Skip site navigation (1) Skip section navigation (2)

patch for parallel pg_dump

From: Joachim Wieland <joe(at)mcknight(dot)de>
To: pgsql-hackers <pgsql-hackers(at)postgresql(dot)org>
Subject: patch for parallel pg_dump
Date: 2012-01-15 18:01:43
Message-ID: CACw0+11NeCcdv2dp4OsEYRoG8rEhKuVui7A8HwbOkBWCSygPXQ@mail.gmail.com (view raw or flat)
Thread:
Lists: pgsql-hackers
So this is the parallel pg_dump patch, generalizing the existing
parallel restore and allowing parallel dumps for the directory archive
format, the patch works on Windows and Unix.

In the first phase of a parallel pg_dump/pg_restore, it does catalog
backup/restore in a single process, then forks off worker processes
which are connected to the master process by pipes (on Windows, the
pg_pipe implementation is used). These pipes are only used for a few
commands and status messages. The processes then work on the items
that they get assigned to by the master, in other words the worker
processes do not terminate after each item but stay there until the
end of the parallel part of the dump/restore.
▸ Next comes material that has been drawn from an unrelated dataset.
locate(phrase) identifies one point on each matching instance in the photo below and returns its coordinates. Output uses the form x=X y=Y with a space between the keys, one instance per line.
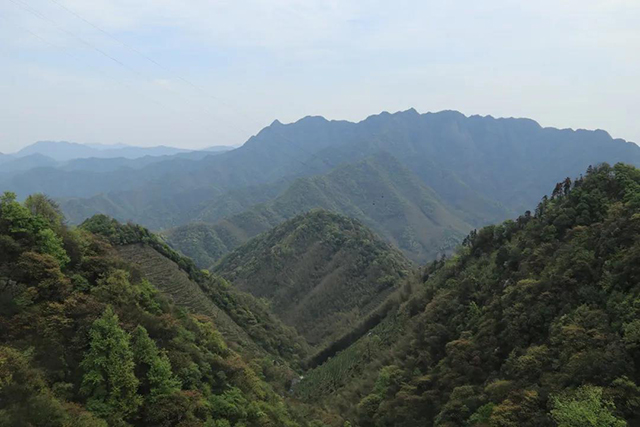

Once they finish their
current item and send the status back to the master, they are assigned
the next item and so forth...

In parallel restore, the master closes its own connection to the
database before forking of worker processes, just as it does now. In
parallel dump however, we need to hold the masters connection open so
that we can detect deadlocks. The issue is that somebody could have
requested an exclusive lock after the master has initially requested a
shared lock on all tables. Therefore, the worker process also requests
a shared lock on the table with NOWAIT and if this fails, we know that
there is a conflicting lock in between and that we need to abort the
dump.

Parallel pg_dump sorts the tables and indexes by their sizes so that
it can start with the largest items first.

The connections of the parallel dump use the synchronized snapshot
feature. However there's also an option --no-synchronized-snapshots
which can be used to dump from an older PostgreSQL version.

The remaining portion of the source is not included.